Nu de voltooiing van de neo-liberale droom nachtmerrie-achtige consequenties blijkt te hebben, is het tijd om terug te gaan naar waar het echt om gaat: de emancipatie van onszelf als autonome, betrokken en loyale dragers van de samenleving als geheel. Dat was het kernmotief van de grondleggers van het liberale- en later ook het sociaal- en christendemocratisch gedachtengoed. Als je bedenkt dat de meeste van onze voorouders een kort en naar leven hadden, dom en arm gehouden door een kleine kliek, dan zijn we met die emancipatie ver gekomen. Maar er is nog veel te doen: binnenslands en daarbuiten. Verdere ‘ikkificering’ draagt daar niet aan bij. Dat we de afzonderlijke actor, organisatie, bedrijf, kortom de afzonderlijke ‘ik’ beschouwen als de basiseenheid van de samenleving is niet meer dan een gedachtenconstruct. Dat kunnen we vervangen door een ander construct. Stel dat we de ‘verbinding’ tussen actoren nu eens gaan beschouwen als de basiseenheid van de samenleving. Stel dat we als norm stellen dat die verbinding ‘waardevol’ moet zijn, dat wil zeggen steeds voor de betrokkenen een ‘plus’ moet opleveren. Tot welke nieuwe patronen van emancipatie in samenleven zou dit kunnen leiden?

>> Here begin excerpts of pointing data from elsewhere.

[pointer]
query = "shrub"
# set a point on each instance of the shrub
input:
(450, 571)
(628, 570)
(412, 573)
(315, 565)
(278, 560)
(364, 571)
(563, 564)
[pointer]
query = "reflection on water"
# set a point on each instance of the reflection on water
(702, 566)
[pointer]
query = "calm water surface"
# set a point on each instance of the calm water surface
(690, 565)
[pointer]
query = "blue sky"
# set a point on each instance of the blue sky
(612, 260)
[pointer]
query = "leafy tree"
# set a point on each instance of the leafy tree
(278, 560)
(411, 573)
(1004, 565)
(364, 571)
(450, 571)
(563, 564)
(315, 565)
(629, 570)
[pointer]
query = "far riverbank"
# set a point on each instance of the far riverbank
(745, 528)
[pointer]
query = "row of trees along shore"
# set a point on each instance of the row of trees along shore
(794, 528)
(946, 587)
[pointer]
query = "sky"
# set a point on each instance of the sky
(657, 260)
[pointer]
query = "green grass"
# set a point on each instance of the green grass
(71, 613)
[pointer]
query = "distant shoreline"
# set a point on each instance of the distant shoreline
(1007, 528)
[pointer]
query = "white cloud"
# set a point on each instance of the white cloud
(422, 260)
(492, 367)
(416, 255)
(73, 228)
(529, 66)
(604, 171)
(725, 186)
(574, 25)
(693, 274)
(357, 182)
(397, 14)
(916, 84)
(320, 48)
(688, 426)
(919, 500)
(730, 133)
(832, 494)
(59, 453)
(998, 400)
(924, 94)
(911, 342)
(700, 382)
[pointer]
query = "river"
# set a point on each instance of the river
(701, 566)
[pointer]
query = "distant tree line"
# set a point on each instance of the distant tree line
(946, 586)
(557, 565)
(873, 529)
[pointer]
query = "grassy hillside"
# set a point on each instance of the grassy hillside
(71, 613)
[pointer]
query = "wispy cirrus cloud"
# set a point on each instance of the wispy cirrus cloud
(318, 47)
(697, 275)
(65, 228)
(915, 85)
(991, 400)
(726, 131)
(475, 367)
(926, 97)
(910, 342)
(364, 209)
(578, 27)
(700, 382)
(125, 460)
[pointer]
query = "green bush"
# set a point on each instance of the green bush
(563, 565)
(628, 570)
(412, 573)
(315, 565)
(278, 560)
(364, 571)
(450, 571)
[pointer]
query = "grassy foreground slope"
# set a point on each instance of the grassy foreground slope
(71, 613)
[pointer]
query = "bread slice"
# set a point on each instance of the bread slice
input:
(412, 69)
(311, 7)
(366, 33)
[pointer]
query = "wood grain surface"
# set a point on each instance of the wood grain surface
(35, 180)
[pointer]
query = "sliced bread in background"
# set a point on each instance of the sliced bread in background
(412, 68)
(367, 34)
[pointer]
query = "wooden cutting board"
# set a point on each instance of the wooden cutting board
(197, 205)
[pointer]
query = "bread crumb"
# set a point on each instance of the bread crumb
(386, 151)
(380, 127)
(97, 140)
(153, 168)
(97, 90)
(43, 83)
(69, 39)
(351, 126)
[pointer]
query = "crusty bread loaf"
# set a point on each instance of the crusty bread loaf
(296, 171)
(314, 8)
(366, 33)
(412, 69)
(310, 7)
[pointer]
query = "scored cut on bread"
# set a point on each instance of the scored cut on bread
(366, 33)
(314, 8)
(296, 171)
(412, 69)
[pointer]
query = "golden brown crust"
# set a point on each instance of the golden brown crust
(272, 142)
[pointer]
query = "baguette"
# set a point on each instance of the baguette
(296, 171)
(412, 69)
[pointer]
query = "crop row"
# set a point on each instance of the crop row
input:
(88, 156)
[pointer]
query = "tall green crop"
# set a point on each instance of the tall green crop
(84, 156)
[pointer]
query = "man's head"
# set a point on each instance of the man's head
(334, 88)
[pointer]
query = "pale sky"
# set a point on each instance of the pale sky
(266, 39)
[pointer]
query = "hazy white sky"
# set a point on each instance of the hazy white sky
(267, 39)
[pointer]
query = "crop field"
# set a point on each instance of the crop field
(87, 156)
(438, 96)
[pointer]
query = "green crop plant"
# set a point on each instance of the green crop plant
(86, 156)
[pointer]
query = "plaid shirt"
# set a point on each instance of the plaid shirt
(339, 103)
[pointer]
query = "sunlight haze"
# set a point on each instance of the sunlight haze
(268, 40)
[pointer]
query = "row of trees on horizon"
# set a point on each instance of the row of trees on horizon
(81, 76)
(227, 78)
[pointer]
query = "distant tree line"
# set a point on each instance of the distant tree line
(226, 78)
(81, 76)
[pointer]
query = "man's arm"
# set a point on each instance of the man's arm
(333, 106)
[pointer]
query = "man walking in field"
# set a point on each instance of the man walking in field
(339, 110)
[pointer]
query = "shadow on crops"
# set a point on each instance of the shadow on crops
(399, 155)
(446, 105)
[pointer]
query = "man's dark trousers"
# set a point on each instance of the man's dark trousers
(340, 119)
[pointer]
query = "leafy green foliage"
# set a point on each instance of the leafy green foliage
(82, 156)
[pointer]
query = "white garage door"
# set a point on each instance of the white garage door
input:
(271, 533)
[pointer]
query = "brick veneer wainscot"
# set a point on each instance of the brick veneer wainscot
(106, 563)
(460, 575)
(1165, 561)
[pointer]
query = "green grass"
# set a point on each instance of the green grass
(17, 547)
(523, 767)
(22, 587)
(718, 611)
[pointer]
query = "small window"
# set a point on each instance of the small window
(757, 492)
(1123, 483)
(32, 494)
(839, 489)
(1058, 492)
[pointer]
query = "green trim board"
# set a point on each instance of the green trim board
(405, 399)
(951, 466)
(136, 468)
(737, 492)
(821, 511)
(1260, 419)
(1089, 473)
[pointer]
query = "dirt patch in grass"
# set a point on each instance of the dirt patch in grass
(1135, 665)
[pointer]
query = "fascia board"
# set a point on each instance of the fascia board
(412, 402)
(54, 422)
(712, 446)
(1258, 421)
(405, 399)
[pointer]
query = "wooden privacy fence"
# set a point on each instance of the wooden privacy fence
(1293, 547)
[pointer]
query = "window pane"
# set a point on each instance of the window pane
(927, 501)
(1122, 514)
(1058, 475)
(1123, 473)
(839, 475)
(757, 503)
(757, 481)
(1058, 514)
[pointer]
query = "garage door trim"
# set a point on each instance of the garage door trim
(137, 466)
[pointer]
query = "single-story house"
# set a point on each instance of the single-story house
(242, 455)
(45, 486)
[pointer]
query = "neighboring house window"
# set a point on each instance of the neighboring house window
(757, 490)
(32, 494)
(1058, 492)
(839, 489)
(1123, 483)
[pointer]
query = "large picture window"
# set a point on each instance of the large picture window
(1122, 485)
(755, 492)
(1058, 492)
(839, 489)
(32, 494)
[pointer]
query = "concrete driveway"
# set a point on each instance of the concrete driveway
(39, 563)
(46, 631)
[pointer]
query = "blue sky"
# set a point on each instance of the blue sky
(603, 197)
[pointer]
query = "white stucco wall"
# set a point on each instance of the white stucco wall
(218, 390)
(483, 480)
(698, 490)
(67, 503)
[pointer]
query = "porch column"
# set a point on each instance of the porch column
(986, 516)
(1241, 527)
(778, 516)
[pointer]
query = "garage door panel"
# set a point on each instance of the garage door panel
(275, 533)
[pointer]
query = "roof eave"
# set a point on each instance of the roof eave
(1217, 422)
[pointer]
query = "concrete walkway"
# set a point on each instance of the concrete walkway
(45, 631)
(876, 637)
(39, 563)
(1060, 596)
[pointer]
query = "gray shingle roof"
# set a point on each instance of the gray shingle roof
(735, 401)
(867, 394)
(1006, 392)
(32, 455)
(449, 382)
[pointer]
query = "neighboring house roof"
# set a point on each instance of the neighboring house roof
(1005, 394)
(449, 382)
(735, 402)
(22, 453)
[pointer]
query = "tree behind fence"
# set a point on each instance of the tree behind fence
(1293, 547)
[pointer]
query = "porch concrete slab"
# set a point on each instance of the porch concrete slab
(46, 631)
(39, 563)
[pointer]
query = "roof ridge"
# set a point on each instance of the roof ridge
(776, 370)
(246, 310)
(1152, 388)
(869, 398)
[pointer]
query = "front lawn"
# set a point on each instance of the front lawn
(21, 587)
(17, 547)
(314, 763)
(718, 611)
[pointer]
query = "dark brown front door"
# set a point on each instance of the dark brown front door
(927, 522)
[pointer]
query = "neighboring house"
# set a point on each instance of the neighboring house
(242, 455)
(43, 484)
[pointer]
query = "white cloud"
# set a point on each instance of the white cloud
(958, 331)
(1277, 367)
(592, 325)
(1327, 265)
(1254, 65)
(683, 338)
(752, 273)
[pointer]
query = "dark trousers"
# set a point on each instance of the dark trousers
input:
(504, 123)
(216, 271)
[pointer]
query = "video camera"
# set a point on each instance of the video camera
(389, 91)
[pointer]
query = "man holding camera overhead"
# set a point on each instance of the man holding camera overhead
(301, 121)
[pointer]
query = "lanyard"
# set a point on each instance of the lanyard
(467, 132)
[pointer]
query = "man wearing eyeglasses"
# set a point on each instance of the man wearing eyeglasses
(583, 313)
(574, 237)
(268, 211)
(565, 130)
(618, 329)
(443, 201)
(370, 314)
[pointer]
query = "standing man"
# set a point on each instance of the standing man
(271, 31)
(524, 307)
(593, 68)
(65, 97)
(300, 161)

‘Waardevol verbinden’ het lijkt een vrome kerstgedachte. Maar wat mij betreft is het een operationeel programma voor 2019 en daarna om de kwaliteit en werkplezier binnen bedrijven not-for-profit’s en overheden te vergroten, budgetten te beheersen, ons algemeen welbevinden op peil te houden. Daarmee komt onze emancipatie verder en dalen de kansen van de ‘chums’. Vooruit dus en tegelijkertijd terug naar 1843 toen James Wilson ‘The Economist’ oprichtte als zijn bijdrage in “een keiharde strijd tussen intelligentie, die vooruitstreeft, en een verachtelijke, angstige onnozelheid die onze vooruitgang in de weg staat.”[2]
[1] Ik heb het ook op moeten zoeken: het woord ‘chumocracy’ bestaat niet, maar het woord ‘chum’ wel. Het betekent ‘kameraad’. Geen slechte creativiteit van The Economist.